Chlorine Axial Coordination Activated Lanthanum Single Atoms for Efficient Oxygen Electroreduction with Maximum Utilization

Currently, there are still obstacles to rationally designing the ligand fields to activate rare-earth (RE) elements with satisfactory intrinsic electrocatalytic reactivity. Herein, axial coordination strategies and nanostructure design are applied for the construction of La single atoms (La-Cl SAs/NHPC) with satisfactory oxygen reduction reaction (ORR) activity. The nontrivial LaN 4 Cl 2 motifs configuration and the hierarchical porous carbon substrate that facilitates maximized metal atom utilization ensure high half-wave potential (0.91 V) and significant robustness in alkaline media. The aqueous and flexible Zinc-air battery (ZAB) integrating La-Cl SAs/NHPC as the cathode catalyst exhibits a maximum power density of 260.7 and 68.5 mW cm −2 , representing one of the most impressive RE-based ORR electrocatalysts to date.
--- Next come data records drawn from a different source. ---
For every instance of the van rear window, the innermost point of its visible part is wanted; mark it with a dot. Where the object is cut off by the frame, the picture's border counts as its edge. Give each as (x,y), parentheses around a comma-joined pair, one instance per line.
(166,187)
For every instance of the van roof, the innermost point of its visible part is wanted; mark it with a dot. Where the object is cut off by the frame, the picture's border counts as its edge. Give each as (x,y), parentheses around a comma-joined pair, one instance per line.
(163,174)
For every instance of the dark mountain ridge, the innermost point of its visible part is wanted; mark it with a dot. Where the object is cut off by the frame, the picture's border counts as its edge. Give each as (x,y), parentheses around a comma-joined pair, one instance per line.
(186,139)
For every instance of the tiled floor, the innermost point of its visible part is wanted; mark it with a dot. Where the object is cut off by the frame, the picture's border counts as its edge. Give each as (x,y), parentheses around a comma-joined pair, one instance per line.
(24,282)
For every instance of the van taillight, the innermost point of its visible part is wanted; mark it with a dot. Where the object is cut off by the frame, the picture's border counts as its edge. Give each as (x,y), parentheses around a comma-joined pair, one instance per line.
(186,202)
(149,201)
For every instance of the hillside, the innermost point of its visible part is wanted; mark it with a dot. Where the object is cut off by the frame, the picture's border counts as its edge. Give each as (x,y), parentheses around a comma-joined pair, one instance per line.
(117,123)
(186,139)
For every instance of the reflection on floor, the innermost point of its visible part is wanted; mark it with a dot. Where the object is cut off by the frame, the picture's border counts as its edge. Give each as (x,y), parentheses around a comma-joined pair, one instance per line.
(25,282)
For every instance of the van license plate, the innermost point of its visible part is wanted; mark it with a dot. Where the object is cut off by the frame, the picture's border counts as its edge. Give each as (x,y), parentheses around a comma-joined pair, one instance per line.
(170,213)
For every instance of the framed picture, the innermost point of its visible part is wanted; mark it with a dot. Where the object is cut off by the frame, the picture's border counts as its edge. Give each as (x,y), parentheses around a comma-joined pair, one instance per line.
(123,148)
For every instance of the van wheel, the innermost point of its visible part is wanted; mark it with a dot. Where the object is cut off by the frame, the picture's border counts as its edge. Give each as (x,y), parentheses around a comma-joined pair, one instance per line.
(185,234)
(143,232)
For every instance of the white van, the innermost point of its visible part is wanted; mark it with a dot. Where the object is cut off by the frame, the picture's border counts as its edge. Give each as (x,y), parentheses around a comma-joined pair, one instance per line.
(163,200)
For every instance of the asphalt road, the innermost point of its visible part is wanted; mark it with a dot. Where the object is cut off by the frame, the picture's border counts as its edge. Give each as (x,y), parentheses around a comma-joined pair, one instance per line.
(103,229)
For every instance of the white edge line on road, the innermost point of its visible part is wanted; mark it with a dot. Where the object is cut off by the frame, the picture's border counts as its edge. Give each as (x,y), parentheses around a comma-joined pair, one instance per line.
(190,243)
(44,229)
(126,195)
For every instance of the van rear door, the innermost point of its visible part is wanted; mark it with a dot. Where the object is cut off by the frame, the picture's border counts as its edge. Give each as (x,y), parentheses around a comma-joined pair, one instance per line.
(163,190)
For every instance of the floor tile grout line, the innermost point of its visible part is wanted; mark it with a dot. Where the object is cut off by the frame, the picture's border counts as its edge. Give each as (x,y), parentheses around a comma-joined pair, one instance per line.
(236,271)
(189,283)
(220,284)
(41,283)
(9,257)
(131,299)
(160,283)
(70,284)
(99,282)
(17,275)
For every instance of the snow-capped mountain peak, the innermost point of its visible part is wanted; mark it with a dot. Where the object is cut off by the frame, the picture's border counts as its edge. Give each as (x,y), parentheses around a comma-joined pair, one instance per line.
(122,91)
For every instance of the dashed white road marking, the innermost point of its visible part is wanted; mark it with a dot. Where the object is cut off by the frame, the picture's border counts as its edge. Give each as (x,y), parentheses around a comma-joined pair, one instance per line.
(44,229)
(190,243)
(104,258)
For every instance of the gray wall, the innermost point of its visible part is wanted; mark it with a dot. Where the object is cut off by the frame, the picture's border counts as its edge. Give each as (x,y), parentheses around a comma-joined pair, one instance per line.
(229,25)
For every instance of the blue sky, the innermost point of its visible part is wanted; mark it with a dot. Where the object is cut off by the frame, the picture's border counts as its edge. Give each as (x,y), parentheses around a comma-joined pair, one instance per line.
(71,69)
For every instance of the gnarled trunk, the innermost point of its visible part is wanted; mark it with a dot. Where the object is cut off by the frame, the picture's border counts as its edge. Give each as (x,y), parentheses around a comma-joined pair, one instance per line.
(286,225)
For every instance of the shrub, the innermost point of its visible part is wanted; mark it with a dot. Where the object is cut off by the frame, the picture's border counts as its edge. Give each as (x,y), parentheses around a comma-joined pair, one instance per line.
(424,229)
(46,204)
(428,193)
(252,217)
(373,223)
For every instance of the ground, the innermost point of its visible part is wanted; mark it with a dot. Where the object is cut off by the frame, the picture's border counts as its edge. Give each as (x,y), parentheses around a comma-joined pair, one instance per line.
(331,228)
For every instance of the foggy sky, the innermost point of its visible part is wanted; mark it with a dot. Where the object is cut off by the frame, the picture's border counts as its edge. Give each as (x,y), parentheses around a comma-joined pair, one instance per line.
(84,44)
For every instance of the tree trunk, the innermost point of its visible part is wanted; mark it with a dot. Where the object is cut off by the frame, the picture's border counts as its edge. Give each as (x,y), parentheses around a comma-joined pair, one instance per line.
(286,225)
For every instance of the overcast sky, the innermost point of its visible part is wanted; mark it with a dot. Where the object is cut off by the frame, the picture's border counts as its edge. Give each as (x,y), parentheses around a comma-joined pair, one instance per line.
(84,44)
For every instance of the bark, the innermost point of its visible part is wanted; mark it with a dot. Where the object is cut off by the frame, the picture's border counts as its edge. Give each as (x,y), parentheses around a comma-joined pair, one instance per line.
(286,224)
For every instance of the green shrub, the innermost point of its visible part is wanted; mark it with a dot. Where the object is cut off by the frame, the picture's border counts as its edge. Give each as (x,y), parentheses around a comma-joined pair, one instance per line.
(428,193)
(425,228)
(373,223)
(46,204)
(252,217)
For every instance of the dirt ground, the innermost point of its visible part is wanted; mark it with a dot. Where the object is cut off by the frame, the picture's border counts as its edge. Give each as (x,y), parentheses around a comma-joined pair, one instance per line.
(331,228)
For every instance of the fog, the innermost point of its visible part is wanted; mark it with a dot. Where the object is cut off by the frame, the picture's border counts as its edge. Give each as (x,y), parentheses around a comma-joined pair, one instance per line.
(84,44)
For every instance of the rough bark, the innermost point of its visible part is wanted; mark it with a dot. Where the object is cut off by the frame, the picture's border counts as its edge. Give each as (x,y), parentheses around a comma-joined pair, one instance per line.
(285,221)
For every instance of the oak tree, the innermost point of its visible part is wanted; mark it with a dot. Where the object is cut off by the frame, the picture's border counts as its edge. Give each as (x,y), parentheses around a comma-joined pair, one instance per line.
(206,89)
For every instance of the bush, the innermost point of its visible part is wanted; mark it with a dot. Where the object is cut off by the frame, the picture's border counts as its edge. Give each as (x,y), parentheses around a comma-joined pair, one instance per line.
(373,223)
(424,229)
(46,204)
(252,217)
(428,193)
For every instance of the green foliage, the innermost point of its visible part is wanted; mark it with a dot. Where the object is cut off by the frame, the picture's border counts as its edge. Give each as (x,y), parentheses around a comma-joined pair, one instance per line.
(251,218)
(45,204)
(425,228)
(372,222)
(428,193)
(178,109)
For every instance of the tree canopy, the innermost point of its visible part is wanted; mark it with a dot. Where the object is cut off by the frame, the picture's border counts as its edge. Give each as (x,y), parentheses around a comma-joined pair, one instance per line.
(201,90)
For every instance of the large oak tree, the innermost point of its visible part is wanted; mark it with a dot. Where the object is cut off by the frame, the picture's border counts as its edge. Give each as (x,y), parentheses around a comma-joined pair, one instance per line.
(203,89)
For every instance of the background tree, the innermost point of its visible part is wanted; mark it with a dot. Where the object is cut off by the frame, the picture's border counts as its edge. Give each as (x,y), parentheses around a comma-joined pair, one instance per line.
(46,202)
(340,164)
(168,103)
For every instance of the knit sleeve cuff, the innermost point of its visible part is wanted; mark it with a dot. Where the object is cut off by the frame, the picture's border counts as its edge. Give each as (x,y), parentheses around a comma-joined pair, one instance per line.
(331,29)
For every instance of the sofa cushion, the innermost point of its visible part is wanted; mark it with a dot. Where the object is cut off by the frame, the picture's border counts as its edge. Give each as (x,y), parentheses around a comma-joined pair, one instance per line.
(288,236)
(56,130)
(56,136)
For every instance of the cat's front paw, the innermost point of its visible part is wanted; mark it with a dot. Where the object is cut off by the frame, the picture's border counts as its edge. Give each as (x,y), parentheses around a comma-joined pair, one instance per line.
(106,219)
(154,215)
Theoretical calculations have demonstrated that the Cl coordination evidently modulate the electronic structures of La sites, which promoted electron transfer efficiency by d-p orbital couplings. With enhanced electroactivity of La sites, the adsorptions of key intermediates are optimized to alleviate the energy barriers of the potential-determining step. Importantly, this preparation strategy is also successfully applied to other REs. This work provides perspectives for near-range electronic structure modulation of RE-SAs based on a nonplanar coordination micro-environment for efficient electrocatalysis.